From the well, we followed a two track jeep trail going north. Pilar saw a more interesting one track trail to the left just to the outside of the jeep trail. She followed that trail and I stayed on the jeep path for a while. We were able to keep each other in sight most of the time. Angel called out to Ute a few times. The Jeep trail ended up going down into a shallow ravine and disappeared. Pilar rode over and we went back to the one track trail which was most likely the Sheep Pen Canyon loop. The jeep trail seems to run north and south of the well to the primitive mountain campsites and is the only path on top of the mountain which has a fairly level surface with less rocks. We continued on Sheep Pen Canyon Loop and eventually came to the primitive tent campsites numbered 94 – 100. This gave us a good idea where we where when looking at the map, as this is also marked on the map. Currently there are hardly no trail markers. Instead of circling around to the right which would eventually take us back down the mountain and back out the way we came in, we headed to the left / southwest and were going up an incline. There is a section of trail that heads that way and just dead ends, according to the map. I think that is what we were on. Since we were ready to head back, Pilar scouted out a bit to pick up our return trail and we ended up back tracking to the primitive campsite area to pick up the correct trail and head back. On our way back we had a great view into Limpia Canyon Primitive Area campsite. I wanted to yell out hello to Chris who was down below, but decided against it as I did not want him to think I was yelling for help. On our way out of the loop the sweet fragrance of Mountain Laurels were strong as we passed a few of them on the verge of blooming. The treck back down the mountain went smoothly and we were back to camp in no time. Although we had only covered about 11-12 miles of trail we were out for about four hours as we stopped often to admire the views and for me to get a few pictures. Due to the rocky terrain a walk was the gate we maintained most of the time.
Pilar and Travis enjoying the view, discuss the best route.

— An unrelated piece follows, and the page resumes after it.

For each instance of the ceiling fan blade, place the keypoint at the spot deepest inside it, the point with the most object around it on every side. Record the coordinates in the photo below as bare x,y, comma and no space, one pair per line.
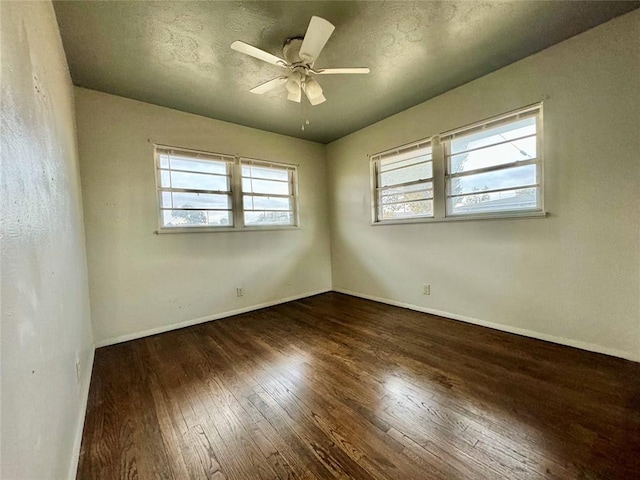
333,71
318,33
270,85
247,49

The following day before leaving I took Angel on a short last ride in the park. Because I saw a serious looking mountain cyclist heading up the mountain I stuck to the lower trails. I did not want to be heading up some of the narrow sections of trail while the cyclist was coming down. Chris walked LB (our sweet little brindle Pit Bull mix) along with me part of the time and we got some good pictures by the first watering whole. I also explored a very short spur of trail which leads out of camp and curves back around to the main trail. This trail was a little hard to follow near the creek but we were able to pick it back up. Angel did a great job crossing the creek where it deepened and narrowed with thick sand on both sides.

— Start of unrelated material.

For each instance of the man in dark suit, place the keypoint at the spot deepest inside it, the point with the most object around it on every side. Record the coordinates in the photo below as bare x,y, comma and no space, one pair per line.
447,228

Great shot Chris took of Kelly and Angel.
For the rest of our time in Fort Davis we camped out at my friend, Karen’s place and had a blast with them visiting the fort and observatory. We also were invited to get a quick look at the Davis Mountains Preserve (DMP), part of The Nature Conservancy. The DMP is opened a handful of times a year to equestrians, campers, hikers, and cyclist. The horse pens were in great shape and this looks like another great place to ride in the Fort Davis area. I’ll definitely be back to explore these trails.

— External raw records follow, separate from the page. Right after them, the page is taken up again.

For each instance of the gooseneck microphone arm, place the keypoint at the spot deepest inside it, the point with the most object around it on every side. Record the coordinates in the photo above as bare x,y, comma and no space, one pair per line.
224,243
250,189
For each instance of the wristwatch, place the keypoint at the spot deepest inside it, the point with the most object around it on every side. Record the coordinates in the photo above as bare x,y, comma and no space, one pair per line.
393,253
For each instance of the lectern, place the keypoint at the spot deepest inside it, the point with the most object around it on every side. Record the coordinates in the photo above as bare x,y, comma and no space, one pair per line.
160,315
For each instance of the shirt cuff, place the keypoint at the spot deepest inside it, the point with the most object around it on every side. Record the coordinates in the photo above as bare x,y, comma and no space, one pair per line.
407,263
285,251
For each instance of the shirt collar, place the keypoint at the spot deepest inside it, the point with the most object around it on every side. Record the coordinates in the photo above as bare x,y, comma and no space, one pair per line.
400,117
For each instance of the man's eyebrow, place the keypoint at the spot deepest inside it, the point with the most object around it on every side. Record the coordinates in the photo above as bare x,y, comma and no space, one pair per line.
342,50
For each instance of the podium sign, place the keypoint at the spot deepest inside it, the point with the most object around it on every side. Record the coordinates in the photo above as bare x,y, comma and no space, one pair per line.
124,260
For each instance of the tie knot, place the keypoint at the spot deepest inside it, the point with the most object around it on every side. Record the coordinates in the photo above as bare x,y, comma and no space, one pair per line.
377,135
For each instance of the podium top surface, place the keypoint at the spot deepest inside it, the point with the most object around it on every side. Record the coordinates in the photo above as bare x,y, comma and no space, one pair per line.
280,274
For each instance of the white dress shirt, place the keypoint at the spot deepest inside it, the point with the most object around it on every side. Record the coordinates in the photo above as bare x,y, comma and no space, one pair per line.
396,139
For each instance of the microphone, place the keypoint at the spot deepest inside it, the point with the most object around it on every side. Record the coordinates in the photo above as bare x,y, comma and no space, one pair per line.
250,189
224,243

Heading back to camp on the little side trail following Limpa Creek.
Nearby Places to Visit: There is so much to do in Fort Davis making the drive well worth the trip. Here is a small list of places to visit in the area:
- Fort Davis Historical Site, a very well restored frontier period military fort which often has reenactments and educational activities.
- McDonald Observatory , an astronomical research center that also has many public education programs and activities.
- >Overland Trail Museum, displaying exhibits of local history, culture, and records. #432/426-3404
- Balmorhea State Park, the world’s largest spring fed swimming pool.
- Fort Davis is also not far too far from Big Bend State and National Parks.